Margarita Zapata de Mendoza

= Margarita Zapata de Mendoza =

Doña Margarita Zapata de Mendoza, countess of Priego (1616–1664), was a Spanish courtier. She was the Camarera mayor de Palacio to the infanta Maria Theresa of Spain.

==Life and career==
She was born to Diego Zapata de Mendoza, count of Barajas, and María Sidonia Riederer de Paar.
She married in 1629 to Jerónimo Garcés de Marcilla Carrillo de Mendoza, XII count of Priego (d. 1652).

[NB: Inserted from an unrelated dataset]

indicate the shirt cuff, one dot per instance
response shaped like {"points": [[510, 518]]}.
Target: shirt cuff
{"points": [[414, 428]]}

She had a long career at the Spanish royal court. She served as menina (maid of honour) to the queen, Elisabeth of France, prior to her marriage.
After her marriage, she served as Dama de la reina (lady-in-waiting) to the same queen.
As a widow, she served as Dueña de honor to queen Mariana.

She was appointed the Aya or governess to Princess Maria Theresa, whose previous governess Luisa Magdalena de Jesus had retired. When Maria Theresa was bethrothed to king Louis XV of France and given status of queen of France while still residing at the Spanish court, she was appointed to the post of Camarera mayor de Palacio 11 April 1660, appending the departure of Maria Theresa to France.

She accompanied Maria Theresa to her wedding in France. In France, the majority of Maria Theresa's Spanish entourage was exchanged for the French eqvivalents that had been appointed for her, and consequently, the Spanish Camarera Mayor Margarita Zapata de Mendoza was replaced by the French Première dame d'honneur, the duchess Susanne de Navailles.

After the wedding, she returned to Spain, but formally retained the position of Camarera of Maria Theresa as well as its salary and status.